Tip:

For all other settings, you can use the default or customize the configuration for your needs. For help, see Configuring IdP Browser SSO in the PingFederate documentation.

  1. On the Browser SSO tab, click Configure Browser SSO.
  2. On the Browser SSO > SAML Profiles tab, select only IDP-Initiated SSO and SP-Initiated SSO. Click Next.
  3. On the Assertion Lifetime tab, click Next.
  4. On the Assertion Creation tab, configure the assertion.
    1. Click Configure Assertion Creation.
    2. On the Attribute Contract tab, set the following name formats. Click Next.
      Attribute Contract Subject Name format

      SAML_SUBJECT

      urn:oasis:names:tc:SAML:1.1:nameid-format:unspecified

      email

      urn:oasis:names:tc:SAML:2.0:attrname-format:uri

      givenname

      urn:oasis:names:tc:SAML:2.0:attrname-format:basic

      surname

      urn:oasis:names:tc:SAML:2.0:attrname-format:basic
    3. On the Authentication Source Mapping tab, click Map New Adapter Instance.
    4. On the IdP Adapter Mapping > Adapter Instance tab, from the Adapter Instance list, select the adapter instance that you created in Creating an HTML Form Adapter instance. Click Next.
    5. On the Mapping Method tab, click Next.
    6. On the Attribute Contract Fulfillment tab, select Adapter for all attributes. Click Next.
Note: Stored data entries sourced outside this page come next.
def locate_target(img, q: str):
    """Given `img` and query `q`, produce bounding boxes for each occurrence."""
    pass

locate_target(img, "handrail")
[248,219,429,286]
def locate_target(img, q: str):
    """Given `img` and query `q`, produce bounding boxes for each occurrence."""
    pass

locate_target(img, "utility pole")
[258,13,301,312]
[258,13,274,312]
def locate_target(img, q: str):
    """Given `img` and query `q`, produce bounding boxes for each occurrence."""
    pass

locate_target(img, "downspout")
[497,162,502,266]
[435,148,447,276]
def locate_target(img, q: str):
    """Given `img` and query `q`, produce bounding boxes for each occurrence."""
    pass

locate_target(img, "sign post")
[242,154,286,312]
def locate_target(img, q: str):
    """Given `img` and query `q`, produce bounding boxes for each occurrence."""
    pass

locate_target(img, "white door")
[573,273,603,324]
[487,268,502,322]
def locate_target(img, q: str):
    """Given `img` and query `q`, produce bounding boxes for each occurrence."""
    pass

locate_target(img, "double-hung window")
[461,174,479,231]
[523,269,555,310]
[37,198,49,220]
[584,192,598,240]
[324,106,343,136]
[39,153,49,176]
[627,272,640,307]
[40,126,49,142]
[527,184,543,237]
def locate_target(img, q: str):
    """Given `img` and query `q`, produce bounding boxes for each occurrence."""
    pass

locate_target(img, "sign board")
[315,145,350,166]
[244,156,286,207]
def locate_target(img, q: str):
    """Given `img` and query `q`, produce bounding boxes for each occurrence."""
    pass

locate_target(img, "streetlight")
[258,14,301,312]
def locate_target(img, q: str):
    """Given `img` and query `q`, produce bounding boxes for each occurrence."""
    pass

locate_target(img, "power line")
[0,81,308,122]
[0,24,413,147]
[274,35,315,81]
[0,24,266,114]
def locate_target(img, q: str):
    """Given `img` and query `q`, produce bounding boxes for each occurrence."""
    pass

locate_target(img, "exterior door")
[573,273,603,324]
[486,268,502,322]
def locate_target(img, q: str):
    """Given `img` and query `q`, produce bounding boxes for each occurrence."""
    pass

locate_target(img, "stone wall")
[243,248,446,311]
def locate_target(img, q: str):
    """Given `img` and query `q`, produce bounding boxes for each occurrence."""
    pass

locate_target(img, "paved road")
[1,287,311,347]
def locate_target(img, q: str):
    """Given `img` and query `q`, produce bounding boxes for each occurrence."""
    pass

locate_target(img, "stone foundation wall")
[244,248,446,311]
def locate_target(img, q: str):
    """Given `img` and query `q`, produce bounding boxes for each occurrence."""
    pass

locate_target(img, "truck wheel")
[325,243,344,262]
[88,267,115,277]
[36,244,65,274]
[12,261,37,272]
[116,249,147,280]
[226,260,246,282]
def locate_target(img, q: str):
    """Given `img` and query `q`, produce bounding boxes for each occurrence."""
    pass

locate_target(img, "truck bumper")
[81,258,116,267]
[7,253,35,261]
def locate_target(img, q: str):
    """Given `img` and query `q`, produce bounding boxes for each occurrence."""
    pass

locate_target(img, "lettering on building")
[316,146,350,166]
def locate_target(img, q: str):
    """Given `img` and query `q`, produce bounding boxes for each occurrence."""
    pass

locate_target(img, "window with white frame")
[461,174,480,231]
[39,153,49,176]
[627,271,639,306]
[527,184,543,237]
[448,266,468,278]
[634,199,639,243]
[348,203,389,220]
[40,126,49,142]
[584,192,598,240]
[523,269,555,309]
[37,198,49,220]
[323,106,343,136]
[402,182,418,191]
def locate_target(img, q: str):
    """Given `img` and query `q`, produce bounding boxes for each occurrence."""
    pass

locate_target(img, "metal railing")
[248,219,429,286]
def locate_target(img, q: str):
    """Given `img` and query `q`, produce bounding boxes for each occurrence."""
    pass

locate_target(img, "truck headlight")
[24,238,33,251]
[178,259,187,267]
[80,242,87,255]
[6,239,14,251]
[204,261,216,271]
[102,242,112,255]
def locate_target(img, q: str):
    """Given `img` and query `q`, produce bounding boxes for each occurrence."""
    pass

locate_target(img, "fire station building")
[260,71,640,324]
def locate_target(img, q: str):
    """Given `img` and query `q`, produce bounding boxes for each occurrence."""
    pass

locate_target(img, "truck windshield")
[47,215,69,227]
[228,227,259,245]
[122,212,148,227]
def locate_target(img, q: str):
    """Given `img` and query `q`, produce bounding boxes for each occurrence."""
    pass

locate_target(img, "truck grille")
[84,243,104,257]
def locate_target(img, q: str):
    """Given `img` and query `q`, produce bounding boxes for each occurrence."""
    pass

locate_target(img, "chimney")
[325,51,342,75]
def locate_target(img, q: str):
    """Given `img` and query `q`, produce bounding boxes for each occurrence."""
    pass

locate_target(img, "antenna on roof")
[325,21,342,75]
      A screenshot that shows the Attribute Contract Fulfillment tab with Adapter selected for every attribute.
    7. On the Issuance Criteria tab, click Next.
    8. On the Summary tab, click Done.
    9. On the Browser SSO > Assertion Creation > Authentication Source Mapping tab, click Next.
    10. On the Summary tab, click Done.
  5. On the Protocol Settings tab, configure the protocol settings.
    1. Click Configure Protocol Settings.
    2. On the Assertion Consumer Service URL tab, the default URL is populated by the Contentful metadata.xml file. Click Next.
    3. On the Allowable SAML Bindings tab, select only POST and Redirect. Click Next.
    4. On the Signature Policy tab, clear the Require authn requests to be signed check box. Click Next.
    5. On the Encryption Policy tab, click Next
    6. On the Summary tab, click Done.
    7. On the Browser SSO > Protocol Settings tab, click Next.
    8. On the Summary tab, click Done.
  6. On the SP Connection > Browser SSO tab, click Next.